Algumas considerações sobre a Resolução CP/ANPD nº. 02, que regulamentou à aplicação da LGPD aos agentes de tratamento de pequeno porte.
Toda vez que o assunto Lei Geral de Proteção de Dados (LGPD) é tratado, uma das primeiras perguntas que é feita é sobre a aplicabilidade da lei (Lei nº. 13.709/18) às microempresas e empresas de pequeno porte.
Por diversas vezes nós já tratamos sobre esse assunto, e reforçamos a importância de que todas as empresas façam as adequações necessárias (Verifique nosso texto: https://vaneskadonato.adv.br/11-questoes-sobre-lei-geral-de-protecao-de-dados-que-vao-te-ajudar-a-comecar-a-adequar-a-sua-empresa/).

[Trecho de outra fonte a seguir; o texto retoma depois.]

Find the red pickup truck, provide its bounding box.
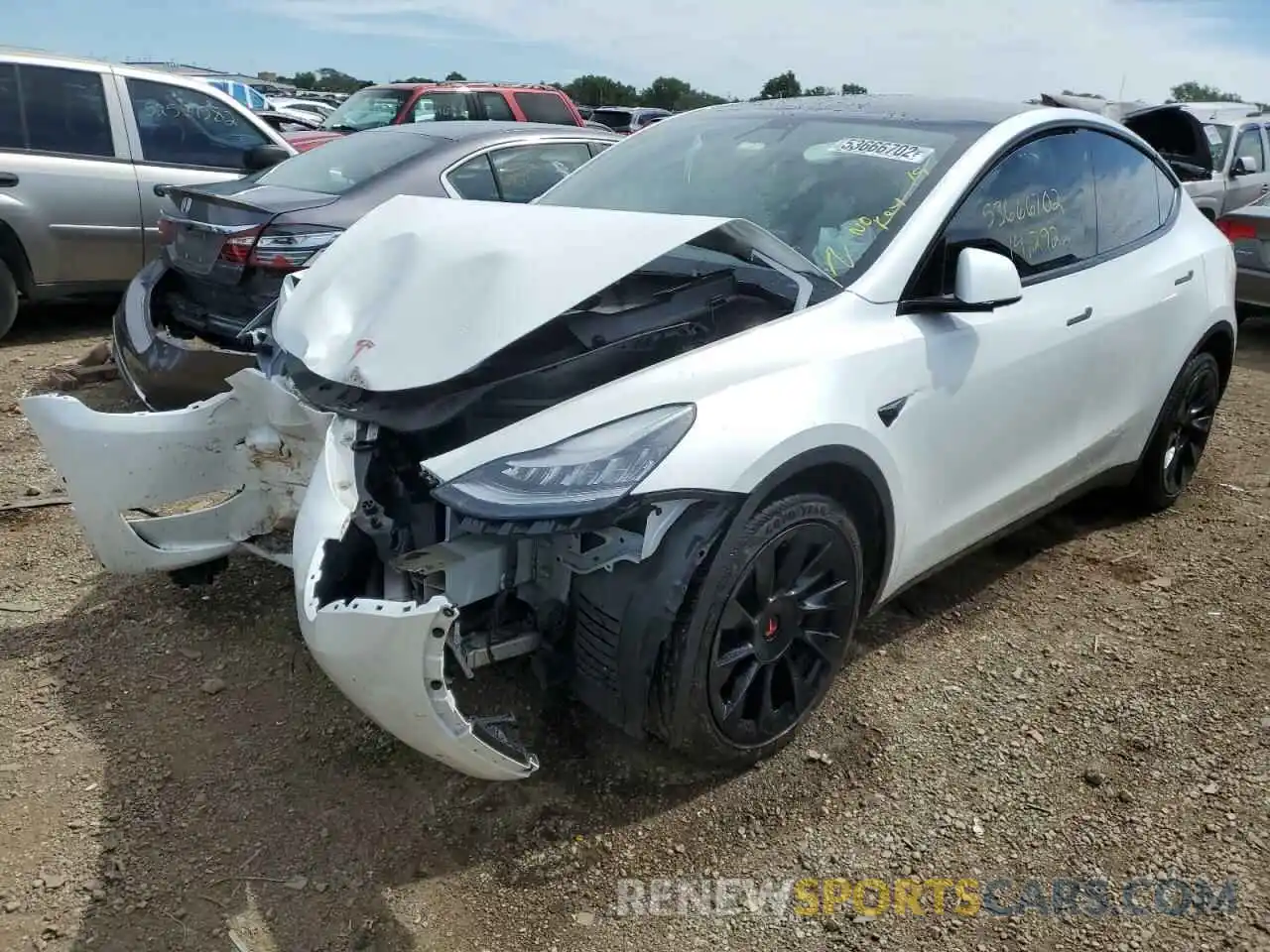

Agora, contudo, temos novidades, já que a Autoridade Nacional de Proteção de Dados (ANPD), órgão responsável pela edição de normas e orientações para as empresas, publicou, em 26 de janeiro do presente ano, a Resolução CP/ANPD nº. 02, trazendo procedimentos simplificado para os chamados agentes de tratamento de dados de pequeno porte.
Uma resolução semelhante já era há muito esperada, mas decepcionou quem esperava por grandes mudanças.
Para que você entenda exatamente tudo que mudou, o texto de hoje aborda as empresas que estão abrangidas pela Resolução, o que é tratamento de alto risco (capaz de afastar as benesses da lei), e, finalmente, quais são, afinal, os benefícios trazidos pela referida Resolução da ANPD.
Então, não deixe de acompanhar esse texto até o final.
1. Agentes de tratamento de pequeno porte para fins de LGPD.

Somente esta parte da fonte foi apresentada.